Paleozoic Pals is a line of plush toys commissioned by the Paleontological Research Institution (PRI) and sold at the Museum of the Earth, located in Ithaca, New York. Since its launch in 2015 the line has done quite well, and now has 13 distinct plush toys to its name (as well as slippers, a body pillow, and other merchandise) with more on the way.

Distribution of these plush toys has improved as well. When first released they could only be found at the Museum of the Earth but now they’re available in other museums as well, in addition to online, and even on Amazon via the museum giftshop. It warms my heart seeing this line succeed, readers of my other Paleozoic Pal reviews will understand my fondness for the company.

Since NY is rich in Paleozoic invertebrate fossils this tends to be the focus of the Paleozoic Pals, although some Paleozoic vertebrates have been produced too. Today we’re looking at their plush Orthoceras regulare, released in 2020.

This plush is marketed as a Nautiloid but its tag, and the Palezoic Pals website, specifically identify it as O. regulare. The toy measures about 20” which makes it considerably larger than life size, since Orthoceras only reached about 6” in length. Other, larger, straight-shelled cephalopods existed in prehistory as well, but they belonged to different taxonomic groups.

O. regulare is the only member of its genus and lived in the Middle Ordovician in what is now Sweden, Russia, Ukraine, Belarus, Estonia, and Lithuania. Make sure you check out my review of the CollectA Orthoceras, if you haven’t already.

This plush is purple! The shell is darker in color than the soft portion of the body, and the inside of the 10 arms are paler still. The color is reminiscent of the Giant Microbes trilobite that I also reviewed, and I really like this color for these plush toys.

Eight arms are attached in a ring that runs around where the beak should be, if it had one. Two more arms come out from the center. The eyes are large and brown with black, rounded pupils. The shell comes complete with a hood and rings run down its length. No syphon is present. Missing parts like a beak and syphon are disappointing but with plush toys especially, simplification should be expected.
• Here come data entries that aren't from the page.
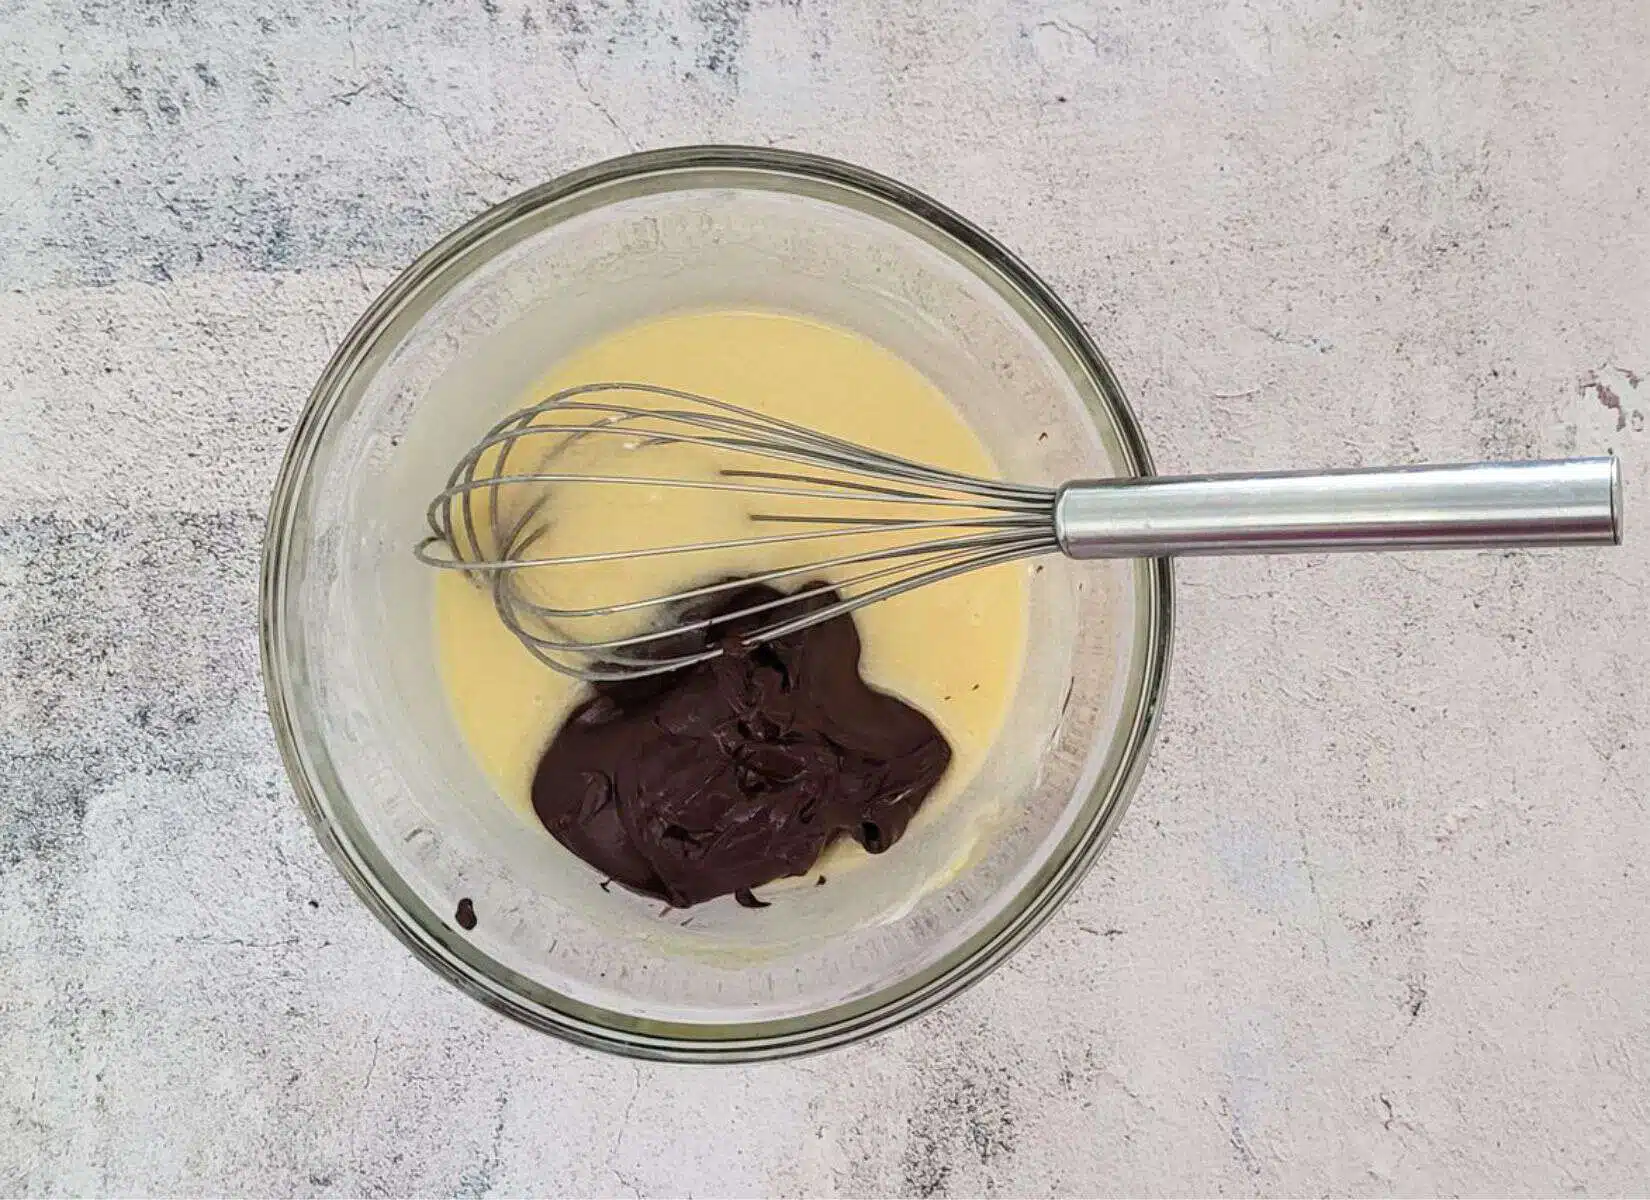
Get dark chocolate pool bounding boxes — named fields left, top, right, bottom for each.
left=531, top=583, right=953, bottom=907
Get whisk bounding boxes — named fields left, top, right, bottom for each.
left=414, top=383, right=1621, bottom=682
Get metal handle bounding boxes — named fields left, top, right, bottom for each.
left=1054, top=457, right=1621, bottom=558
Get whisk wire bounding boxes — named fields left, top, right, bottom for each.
left=417, top=382, right=1054, bottom=681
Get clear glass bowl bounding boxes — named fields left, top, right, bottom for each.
left=260, top=147, right=1173, bottom=1060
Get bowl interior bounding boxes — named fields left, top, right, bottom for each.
left=266, top=152, right=1166, bottom=1055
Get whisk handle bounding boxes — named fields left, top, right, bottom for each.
left=1055, top=457, right=1621, bottom=558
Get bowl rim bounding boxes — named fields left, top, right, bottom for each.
left=260, top=144, right=1174, bottom=1061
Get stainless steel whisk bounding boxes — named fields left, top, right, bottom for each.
left=415, top=383, right=1621, bottom=682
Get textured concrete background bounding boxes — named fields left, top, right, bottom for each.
left=3, top=0, right=1648, bottom=1195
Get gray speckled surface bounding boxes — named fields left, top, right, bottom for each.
left=3, top=0, right=1649, bottom=1195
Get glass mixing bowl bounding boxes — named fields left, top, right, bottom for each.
left=261, top=147, right=1173, bottom=1060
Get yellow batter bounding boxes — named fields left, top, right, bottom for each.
left=434, top=309, right=1029, bottom=876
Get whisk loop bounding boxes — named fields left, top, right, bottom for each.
left=415, top=383, right=1058, bottom=682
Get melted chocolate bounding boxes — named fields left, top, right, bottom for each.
left=531, top=584, right=952, bottom=907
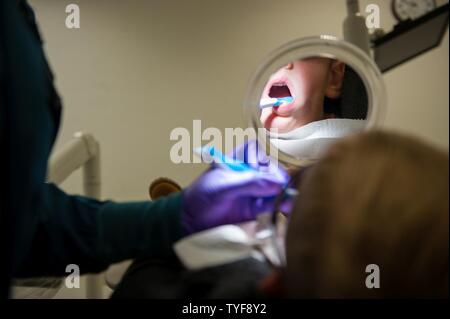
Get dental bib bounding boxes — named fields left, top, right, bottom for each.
left=174, top=221, right=280, bottom=270
left=269, top=118, right=367, bottom=160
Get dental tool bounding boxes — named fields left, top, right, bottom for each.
left=195, top=144, right=296, bottom=266
left=194, top=145, right=298, bottom=198
left=194, top=145, right=252, bottom=172
left=259, top=97, right=293, bottom=109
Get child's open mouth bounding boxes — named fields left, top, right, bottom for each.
left=269, top=83, right=292, bottom=99
left=268, top=82, right=295, bottom=116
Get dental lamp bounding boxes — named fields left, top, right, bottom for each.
left=343, top=0, right=449, bottom=73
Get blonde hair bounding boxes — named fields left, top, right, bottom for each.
left=285, top=131, right=449, bottom=298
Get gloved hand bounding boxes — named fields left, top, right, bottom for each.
left=181, top=140, right=293, bottom=235
left=229, top=140, right=296, bottom=213
left=229, top=138, right=279, bottom=172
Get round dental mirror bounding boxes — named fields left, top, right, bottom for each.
left=244, top=35, right=386, bottom=167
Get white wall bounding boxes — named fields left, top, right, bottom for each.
left=29, top=0, right=449, bottom=201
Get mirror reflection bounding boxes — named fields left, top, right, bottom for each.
left=258, top=57, right=369, bottom=161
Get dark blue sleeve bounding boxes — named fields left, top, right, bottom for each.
left=15, top=184, right=183, bottom=277
left=0, top=0, right=183, bottom=284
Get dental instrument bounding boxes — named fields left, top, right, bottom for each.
left=194, top=144, right=296, bottom=267
left=194, top=145, right=298, bottom=198
left=259, top=97, right=293, bottom=109
left=194, top=145, right=252, bottom=172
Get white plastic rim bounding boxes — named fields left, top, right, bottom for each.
left=243, top=35, right=387, bottom=167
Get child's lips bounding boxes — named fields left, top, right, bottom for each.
left=272, top=98, right=296, bottom=116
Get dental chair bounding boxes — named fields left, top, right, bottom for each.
left=11, top=132, right=104, bottom=299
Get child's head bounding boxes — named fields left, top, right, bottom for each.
left=260, top=58, right=346, bottom=133
left=279, top=131, right=448, bottom=298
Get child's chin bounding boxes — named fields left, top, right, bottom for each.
left=265, top=118, right=296, bottom=134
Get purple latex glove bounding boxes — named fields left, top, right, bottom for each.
left=229, top=139, right=278, bottom=172
left=181, top=140, right=293, bottom=235
left=229, top=139, right=294, bottom=213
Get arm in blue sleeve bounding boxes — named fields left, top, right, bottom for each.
left=1, top=0, right=185, bottom=281
left=15, top=184, right=184, bottom=278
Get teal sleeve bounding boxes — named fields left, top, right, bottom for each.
left=98, top=190, right=184, bottom=264
left=14, top=183, right=184, bottom=277
left=2, top=0, right=186, bottom=282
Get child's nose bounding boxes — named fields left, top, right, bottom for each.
left=284, top=62, right=294, bottom=70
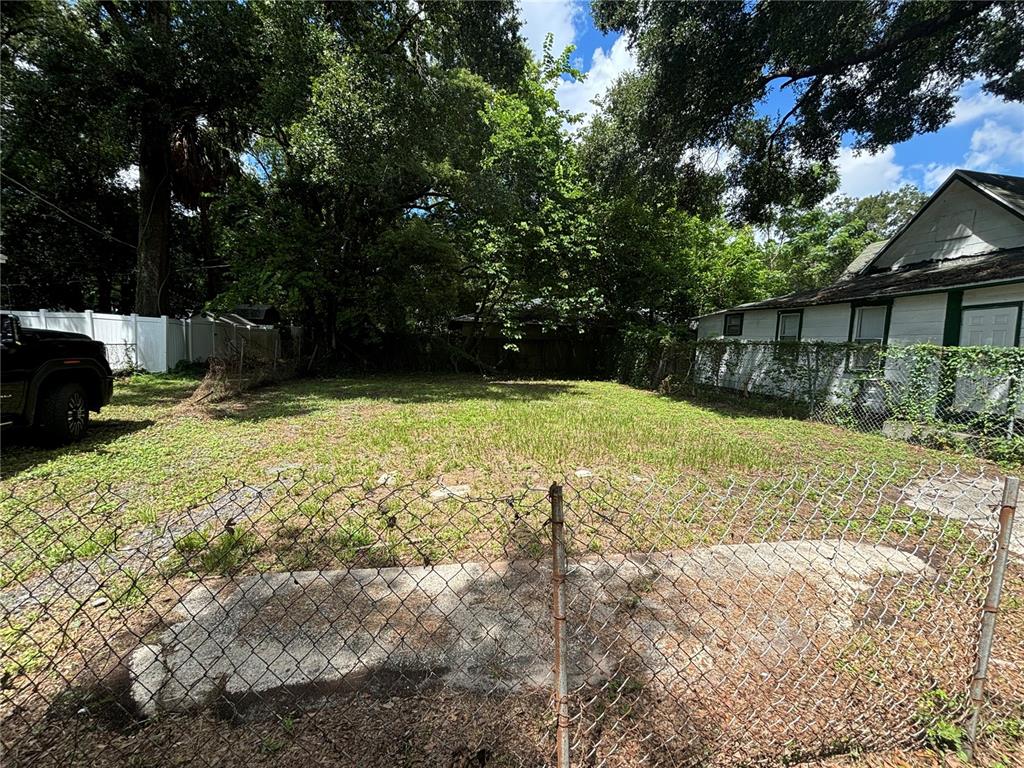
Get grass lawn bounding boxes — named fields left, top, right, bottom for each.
left=2, top=372, right=977, bottom=499
left=1, top=374, right=1020, bottom=767
left=0, top=372, right=984, bottom=583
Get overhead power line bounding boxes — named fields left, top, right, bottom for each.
left=0, top=170, right=138, bottom=250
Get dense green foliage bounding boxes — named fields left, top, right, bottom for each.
left=761, top=185, right=929, bottom=293
left=0, top=2, right=1005, bottom=361
left=591, top=0, right=1023, bottom=221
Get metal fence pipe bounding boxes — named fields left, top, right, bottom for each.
left=550, top=482, right=570, bottom=768
left=966, top=475, right=1019, bottom=760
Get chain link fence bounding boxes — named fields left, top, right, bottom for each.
left=1, top=465, right=1018, bottom=767
left=617, top=336, right=1024, bottom=463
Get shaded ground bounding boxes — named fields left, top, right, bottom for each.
left=124, top=542, right=931, bottom=718
left=5, top=538, right=1010, bottom=767
left=1, top=374, right=1019, bottom=767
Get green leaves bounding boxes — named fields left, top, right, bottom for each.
left=592, top=0, right=1019, bottom=221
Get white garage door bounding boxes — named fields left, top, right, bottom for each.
left=959, top=304, right=1020, bottom=347
left=955, top=304, right=1020, bottom=416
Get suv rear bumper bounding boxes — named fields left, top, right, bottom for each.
left=99, top=376, right=114, bottom=410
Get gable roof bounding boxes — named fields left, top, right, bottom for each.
left=697, top=246, right=1024, bottom=316
left=959, top=170, right=1024, bottom=218
left=838, top=240, right=887, bottom=280
left=863, top=169, right=1024, bottom=273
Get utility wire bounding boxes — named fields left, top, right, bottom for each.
left=0, top=170, right=138, bottom=250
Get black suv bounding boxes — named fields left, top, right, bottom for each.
left=1, top=313, right=114, bottom=444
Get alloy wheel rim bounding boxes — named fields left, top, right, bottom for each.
left=66, top=393, right=86, bottom=436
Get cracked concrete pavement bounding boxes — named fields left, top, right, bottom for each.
left=128, top=540, right=936, bottom=716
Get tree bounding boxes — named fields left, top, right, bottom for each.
left=1, top=1, right=138, bottom=310
left=443, top=38, right=602, bottom=340
left=764, top=185, right=931, bottom=294
left=832, top=185, right=929, bottom=240
left=2, top=1, right=263, bottom=315
left=592, top=0, right=1024, bottom=222
left=216, top=1, right=530, bottom=353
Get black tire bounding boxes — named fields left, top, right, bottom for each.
left=35, top=382, right=90, bottom=445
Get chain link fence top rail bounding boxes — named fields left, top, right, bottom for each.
left=0, top=464, right=1017, bottom=767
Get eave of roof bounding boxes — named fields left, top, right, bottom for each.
left=694, top=247, right=1024, bottom=318
left=864, top=169, right=1024, bottom=272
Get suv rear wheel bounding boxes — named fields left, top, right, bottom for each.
left=36, top=382, right=89, bottom=445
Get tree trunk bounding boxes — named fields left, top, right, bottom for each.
left=134, top=106, right=172, bottom=316
left=200, top=199, right=221, bottom=302
left=134, top=1, right=172, bottom=316
left=95, top=269, right=112, bottom=313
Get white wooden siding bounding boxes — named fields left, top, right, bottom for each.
left=963, top=283, right=1024, bottom=306
left=801, top=304, right=850, bottom=341
left=873, top=180, right=1024, bottom=269
left=698, top=308, right=778, bottom=340
left=887, top=294, right=947, bottom=345
left=696, top=280, right=1024, bottom=345
left=700, top=304, right=852, bottom=342
left=696, top=315, right=723, bottom=339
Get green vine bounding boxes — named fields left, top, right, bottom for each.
left=616, top=332, right=1024, bottom=463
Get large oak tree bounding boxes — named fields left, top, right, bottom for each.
left=592, top=0, right=1024, bottom=222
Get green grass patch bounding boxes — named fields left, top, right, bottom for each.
left=1, top=372, right=986, bottom=584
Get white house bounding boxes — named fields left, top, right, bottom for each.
left=696, top=169, right=1024, bottom=351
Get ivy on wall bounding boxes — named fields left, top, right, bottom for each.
left=616, top=329, right=1024, bottom=464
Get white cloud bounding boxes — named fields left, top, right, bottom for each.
left=921, top=163, right=957, bottom=191
left=517, top=0, right=582, bottom=61
left=964, top=119, right=1024, bottom=170
left=950, top=83, right=1024, bottom=127
left=557, top=35, right=636, bottom=124
left=835, top=146, right=907, bottom=198
left=919, top=111, right=1024, bottom=191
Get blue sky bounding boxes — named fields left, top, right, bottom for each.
left=518, top=1, right=1024, bottom=199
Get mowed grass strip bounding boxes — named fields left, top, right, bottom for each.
left=4, top=373, right=966, bottom=491
left=0, top=373, right=975, bottom=581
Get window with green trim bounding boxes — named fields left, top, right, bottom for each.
left=724, top=313, right=743, bottom=337
left=777, top=312, right=801, bottom=341
left=849, top=305, right=888, bottom=371
left=852, top=305, right=887, bottom=344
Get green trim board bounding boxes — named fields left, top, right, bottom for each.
left=941, top=290, right=964, bottom=347
left=889, top=276, right=1024, bottom=301
left=958, top=301, right=1023, bottom=347
left=775, top=309, right=803, bottom=341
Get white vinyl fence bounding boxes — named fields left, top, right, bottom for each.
left=10, top=309, right=298, bottom=373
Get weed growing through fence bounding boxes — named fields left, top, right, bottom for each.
left=618, top=333, right=1024, bottom=464
left=916, top=689, right=968, bottom=755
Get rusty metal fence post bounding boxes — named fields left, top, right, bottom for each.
left=966, top=475, right=1019, bottom=760
left=550, top=482, right=570, bottom=768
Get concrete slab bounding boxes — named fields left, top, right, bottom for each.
left=903, top=476, right=1021, bottom=560
left=128, top=540, right=934, bottom=716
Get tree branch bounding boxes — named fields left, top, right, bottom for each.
left=765, top=78, right=822, bottom=152
left=98, top=0, right=131, bottom=38
left=381, top=8, right=424, bottom=55
left=756, top=2, right=990, bottom=90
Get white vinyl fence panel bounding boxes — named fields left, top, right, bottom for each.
left=10, top=309, right=294, bottom=373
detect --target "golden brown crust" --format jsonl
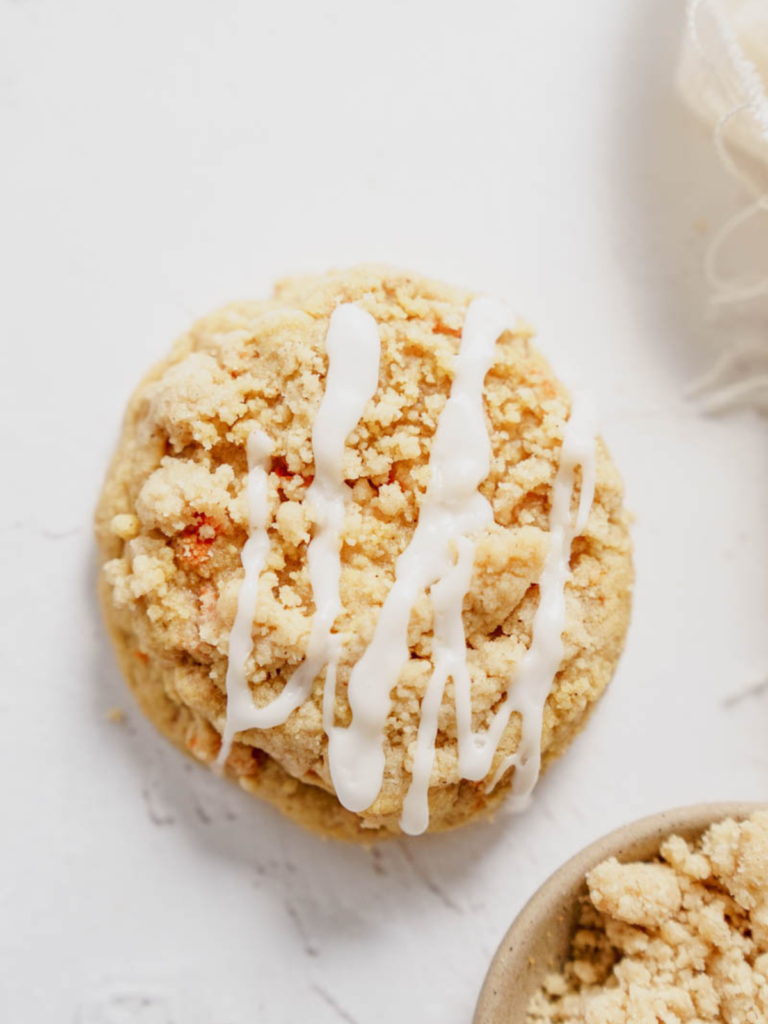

At this point I’ve now reviewed 8 of these plush toys over the last 6 years and so I can safely vouch for their quality. They’ve all remained intact over the years without any seams splitting or eyes or other bits falling off. My kid has an extensive collection of plush toys in general, and there are definitely some out there of questionable quality. It’s no fun when a kid’s favorite plush busts a seam or loses an eye. These Paleozoic Pals are always a safe bet. If what you, or the young person in your life needs, is a giant purple Orthoceras then look no further. This toy is among the most appealing in the Paleozoic Pals lineup, it retails for about $15.